Zawetowanie ustawy o dostępie do informacji publicznej byłoby brakiem odpowiedzialności za finanse publiczne kraju. Jej brak narażał Polskę na wielomilionowe kary nałożone przez UE. To główny powód, dla którego Bronisław Komorowski zdecydował się na jej podpisanie. Prezydent tłumaczył swoją decyzję na konferencji prasowej towarzyszącej podpisaniu nowelizacji ustawy o stanie wojennym.
- Ustawa o dostępie informacji publicznej budzi kontrowersje, ale jako całość wypełnia wymogi implementacji do prawa krajowego dyrektyw unijnych - mówił prezydent. Zdaniem głowy państwa ustawa jest dobra, bo chroni Polskę przed zapłaceniem liczonych w milionach euro kar za niewdrożenie do rodzimego prawa unijnych rozwiązań.
Sprawa dla Trybunału
Prezydent podkreślił, że zdaje sobie sprawę z kontrowersji wokół przegłosowanych w ostatniej chwili senackich poprawek, dlatego zdecydował się na ich skierowanie w trybie następczym do rozpatrzenia przez Trybunał Konstytucyjny. - Jako prezydent nie miałem prawa zawetować tylko części ustawy - mówił Komorowski. Prezydenckie weto, zdaniem głowy państwa, byłoby "wysadzeniem" dobrej ustawy.
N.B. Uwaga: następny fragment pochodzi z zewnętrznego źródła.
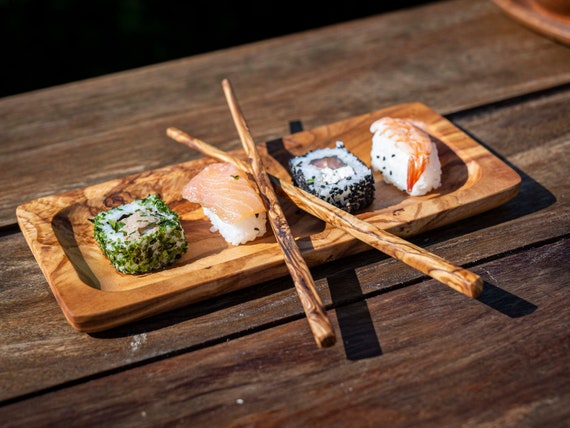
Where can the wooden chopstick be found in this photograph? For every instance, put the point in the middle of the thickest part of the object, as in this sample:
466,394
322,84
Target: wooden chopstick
318,320
458,278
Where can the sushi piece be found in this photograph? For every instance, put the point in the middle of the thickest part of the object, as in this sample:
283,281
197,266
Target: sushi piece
405,155
229,200
335,175
140,236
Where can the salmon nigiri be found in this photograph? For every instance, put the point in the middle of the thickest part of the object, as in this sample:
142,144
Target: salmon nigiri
230,201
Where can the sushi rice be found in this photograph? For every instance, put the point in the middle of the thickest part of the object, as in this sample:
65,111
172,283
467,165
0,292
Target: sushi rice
140,236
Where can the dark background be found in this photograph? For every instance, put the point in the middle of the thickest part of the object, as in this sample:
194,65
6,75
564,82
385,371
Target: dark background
45,43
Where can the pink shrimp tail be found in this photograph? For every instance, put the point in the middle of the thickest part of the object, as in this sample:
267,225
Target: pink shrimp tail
416,167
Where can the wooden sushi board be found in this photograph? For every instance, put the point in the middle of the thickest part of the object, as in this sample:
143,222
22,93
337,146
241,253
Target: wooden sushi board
95,297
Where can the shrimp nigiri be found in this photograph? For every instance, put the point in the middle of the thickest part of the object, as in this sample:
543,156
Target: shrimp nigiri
405,155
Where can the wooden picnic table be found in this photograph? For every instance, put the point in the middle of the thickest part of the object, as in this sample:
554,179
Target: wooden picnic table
409,351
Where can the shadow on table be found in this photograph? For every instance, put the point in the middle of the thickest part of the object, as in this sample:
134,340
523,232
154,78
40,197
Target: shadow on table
355,323
505,302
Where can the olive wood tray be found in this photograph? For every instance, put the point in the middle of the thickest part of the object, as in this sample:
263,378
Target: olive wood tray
95,297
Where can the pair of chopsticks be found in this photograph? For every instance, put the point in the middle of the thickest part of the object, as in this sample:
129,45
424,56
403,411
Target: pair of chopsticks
460,279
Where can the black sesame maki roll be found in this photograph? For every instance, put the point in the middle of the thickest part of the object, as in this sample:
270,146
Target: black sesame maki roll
140,236
335,175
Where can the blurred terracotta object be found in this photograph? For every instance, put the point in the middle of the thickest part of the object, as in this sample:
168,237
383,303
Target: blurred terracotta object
550,18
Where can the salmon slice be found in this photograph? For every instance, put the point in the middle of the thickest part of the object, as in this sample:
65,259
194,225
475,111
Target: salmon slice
226,191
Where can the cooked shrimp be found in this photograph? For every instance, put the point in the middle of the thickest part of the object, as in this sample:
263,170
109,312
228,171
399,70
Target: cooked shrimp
409,139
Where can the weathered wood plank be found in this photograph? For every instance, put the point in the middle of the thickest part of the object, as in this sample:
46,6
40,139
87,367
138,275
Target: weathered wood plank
34,324
74,135
417,356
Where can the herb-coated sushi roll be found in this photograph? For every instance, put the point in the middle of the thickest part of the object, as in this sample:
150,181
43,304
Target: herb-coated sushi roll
140,236
335,175
405,155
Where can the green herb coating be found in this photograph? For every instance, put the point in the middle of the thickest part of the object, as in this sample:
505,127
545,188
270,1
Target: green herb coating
141,236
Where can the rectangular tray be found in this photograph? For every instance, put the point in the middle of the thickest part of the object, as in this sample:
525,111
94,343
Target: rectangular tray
95,297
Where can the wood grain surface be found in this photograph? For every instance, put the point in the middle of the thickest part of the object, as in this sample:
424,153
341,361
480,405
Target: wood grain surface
410,352
95,297
89,130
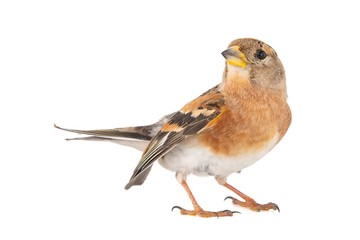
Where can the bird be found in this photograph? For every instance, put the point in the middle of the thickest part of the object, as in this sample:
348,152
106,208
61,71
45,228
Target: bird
221,132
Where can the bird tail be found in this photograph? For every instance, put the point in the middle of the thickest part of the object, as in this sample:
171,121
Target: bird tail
136,137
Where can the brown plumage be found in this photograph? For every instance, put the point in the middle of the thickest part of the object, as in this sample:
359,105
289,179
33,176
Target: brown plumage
224,130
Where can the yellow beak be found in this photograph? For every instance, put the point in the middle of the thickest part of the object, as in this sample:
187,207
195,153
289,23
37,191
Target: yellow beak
235,57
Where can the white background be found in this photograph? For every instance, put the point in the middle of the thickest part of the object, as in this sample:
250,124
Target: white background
105,64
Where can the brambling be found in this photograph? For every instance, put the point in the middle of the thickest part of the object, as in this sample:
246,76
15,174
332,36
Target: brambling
223,131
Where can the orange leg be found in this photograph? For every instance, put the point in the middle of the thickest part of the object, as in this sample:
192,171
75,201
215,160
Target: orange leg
249,202
198,211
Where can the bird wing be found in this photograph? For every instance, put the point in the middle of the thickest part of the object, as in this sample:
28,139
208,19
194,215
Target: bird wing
198,115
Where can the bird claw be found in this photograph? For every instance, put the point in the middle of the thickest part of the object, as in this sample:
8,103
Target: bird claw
205,214
251,204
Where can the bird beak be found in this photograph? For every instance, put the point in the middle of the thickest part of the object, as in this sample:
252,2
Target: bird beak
235,57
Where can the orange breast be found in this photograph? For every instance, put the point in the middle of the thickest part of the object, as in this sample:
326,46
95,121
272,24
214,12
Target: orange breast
249,123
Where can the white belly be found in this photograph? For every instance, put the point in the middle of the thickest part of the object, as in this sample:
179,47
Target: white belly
188,159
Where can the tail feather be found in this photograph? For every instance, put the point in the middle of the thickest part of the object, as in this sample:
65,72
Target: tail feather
135,133
136,137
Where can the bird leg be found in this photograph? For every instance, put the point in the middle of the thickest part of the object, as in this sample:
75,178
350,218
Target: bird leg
249,202
198,211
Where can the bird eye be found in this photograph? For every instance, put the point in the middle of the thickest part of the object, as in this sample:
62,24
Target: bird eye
260,54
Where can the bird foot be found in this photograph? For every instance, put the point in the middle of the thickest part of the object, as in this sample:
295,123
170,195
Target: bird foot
205,214
251,204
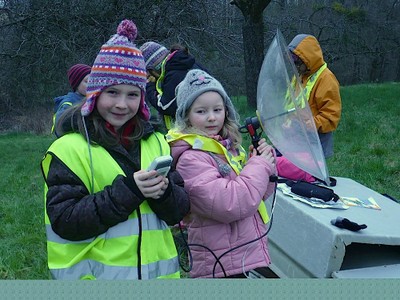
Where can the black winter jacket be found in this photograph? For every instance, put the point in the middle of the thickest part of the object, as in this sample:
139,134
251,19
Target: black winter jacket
75,214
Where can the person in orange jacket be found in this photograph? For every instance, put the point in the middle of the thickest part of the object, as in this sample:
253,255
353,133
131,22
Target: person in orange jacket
321,87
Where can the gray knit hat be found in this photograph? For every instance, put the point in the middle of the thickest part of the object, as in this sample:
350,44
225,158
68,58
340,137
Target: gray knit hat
196,83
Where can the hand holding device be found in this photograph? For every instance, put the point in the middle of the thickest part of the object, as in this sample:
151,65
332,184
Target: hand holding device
161,164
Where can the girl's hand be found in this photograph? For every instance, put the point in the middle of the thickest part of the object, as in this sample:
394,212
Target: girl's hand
150,183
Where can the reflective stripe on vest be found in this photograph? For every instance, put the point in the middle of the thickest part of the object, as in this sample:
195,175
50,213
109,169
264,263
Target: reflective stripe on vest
210,145
113,254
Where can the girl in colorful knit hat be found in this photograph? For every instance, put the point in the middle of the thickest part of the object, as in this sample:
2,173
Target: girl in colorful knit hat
106,216
227,221
77,77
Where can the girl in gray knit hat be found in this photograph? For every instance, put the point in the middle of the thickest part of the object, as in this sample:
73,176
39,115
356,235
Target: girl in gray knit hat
228,216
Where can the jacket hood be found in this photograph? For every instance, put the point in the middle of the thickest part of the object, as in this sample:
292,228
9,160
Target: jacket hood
308,49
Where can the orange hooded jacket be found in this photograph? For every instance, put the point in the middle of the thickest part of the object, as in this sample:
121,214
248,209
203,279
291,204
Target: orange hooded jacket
325,102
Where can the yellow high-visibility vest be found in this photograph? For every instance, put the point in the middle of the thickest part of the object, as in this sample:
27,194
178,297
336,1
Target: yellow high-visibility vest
113,254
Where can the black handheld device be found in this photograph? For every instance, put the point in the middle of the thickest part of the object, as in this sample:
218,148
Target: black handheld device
161,164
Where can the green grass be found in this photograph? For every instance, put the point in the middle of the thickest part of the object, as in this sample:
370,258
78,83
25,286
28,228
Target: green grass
22,236
366,150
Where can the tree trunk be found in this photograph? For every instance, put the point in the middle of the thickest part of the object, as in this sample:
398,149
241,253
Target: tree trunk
253,43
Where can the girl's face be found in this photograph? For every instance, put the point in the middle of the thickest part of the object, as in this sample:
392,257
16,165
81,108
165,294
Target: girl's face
118,104
207,113
81,89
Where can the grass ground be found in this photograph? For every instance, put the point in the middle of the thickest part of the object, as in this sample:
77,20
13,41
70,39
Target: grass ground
367,147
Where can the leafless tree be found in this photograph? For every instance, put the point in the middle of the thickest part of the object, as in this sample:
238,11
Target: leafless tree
253,42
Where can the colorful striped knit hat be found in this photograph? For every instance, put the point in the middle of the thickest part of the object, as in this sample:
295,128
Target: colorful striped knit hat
76,74
118,62
153,54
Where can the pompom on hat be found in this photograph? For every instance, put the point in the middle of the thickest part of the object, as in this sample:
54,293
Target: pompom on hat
153,54
118,62
198,82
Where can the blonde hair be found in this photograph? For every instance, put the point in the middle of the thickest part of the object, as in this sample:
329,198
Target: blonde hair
229,130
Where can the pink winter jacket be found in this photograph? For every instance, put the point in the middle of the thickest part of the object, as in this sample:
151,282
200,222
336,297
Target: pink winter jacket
224,211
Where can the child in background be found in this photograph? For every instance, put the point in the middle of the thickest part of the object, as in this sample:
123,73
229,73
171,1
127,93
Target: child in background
106,216
77,76
226,192
166,69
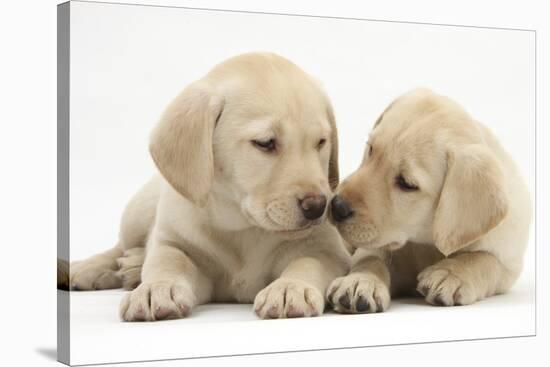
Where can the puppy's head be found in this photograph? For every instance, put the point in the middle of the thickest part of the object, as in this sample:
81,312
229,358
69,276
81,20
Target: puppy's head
256,139
427,176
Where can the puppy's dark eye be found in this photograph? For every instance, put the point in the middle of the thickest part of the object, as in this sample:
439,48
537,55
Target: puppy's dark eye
265,145
404,184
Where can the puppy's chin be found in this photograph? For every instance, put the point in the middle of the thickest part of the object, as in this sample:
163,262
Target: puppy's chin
291,225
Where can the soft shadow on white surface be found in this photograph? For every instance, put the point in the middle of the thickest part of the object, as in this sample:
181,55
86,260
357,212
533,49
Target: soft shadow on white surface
98,336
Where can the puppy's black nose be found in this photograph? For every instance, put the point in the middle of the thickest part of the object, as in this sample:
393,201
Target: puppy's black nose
340,209
313,206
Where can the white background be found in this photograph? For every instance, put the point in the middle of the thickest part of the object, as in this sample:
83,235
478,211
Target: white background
128,62
28,153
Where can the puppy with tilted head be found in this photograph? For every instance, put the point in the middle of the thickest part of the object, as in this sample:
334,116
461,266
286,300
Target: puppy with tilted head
436,207
247,158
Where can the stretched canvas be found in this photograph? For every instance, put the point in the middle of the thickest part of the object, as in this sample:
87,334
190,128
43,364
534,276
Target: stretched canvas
120,67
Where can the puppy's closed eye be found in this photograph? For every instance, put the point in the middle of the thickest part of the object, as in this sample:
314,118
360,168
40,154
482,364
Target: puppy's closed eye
405,185
267,145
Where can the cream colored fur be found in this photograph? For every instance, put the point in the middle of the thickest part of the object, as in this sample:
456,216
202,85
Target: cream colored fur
221,223
457,239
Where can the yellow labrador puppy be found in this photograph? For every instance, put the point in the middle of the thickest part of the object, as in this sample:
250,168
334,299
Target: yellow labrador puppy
247,158
436,206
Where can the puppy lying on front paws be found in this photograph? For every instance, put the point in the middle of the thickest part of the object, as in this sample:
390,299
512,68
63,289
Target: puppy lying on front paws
248,157
437,206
"Wrzutka na ostatnią chwilę"
Jednocześnie prezydent skrytykował sposób w jaki nowelizacja ustawy została przegłosowana. -To była klasyczna "wrzutka" na ostatnią chwilę, która przeniosła odpowiedzialność za zapis na głowę państwa - mówił Komorowski. Prezydent podkreślił, że zamierza walczyć z taką formą uchwalania zapisów.
Kontrowersyjny zapis
Nowelizację ustawy o dostępie do informacji publicznej uchwalono dwa tygodnie temu, na finiszu prac legislacyjnych. Przyjęte przez Sejm poprawki zaproponowane przez Senat umożliwiają ograniczenie prawa do informacji ze względu na "ochronę ważnego interesu gospodarczego państwa". Zmiana w ustawie nie była wymuszona dyrektywami unijnymi. Przyjęcie poprawek w ostatniej chwili, jak i ich treść, wzbudziły wiele kontrowersji. Teraz legalność wprowadzonych zmian, na wniosek prezydenta, zbada Trybunał Konstytucyjny.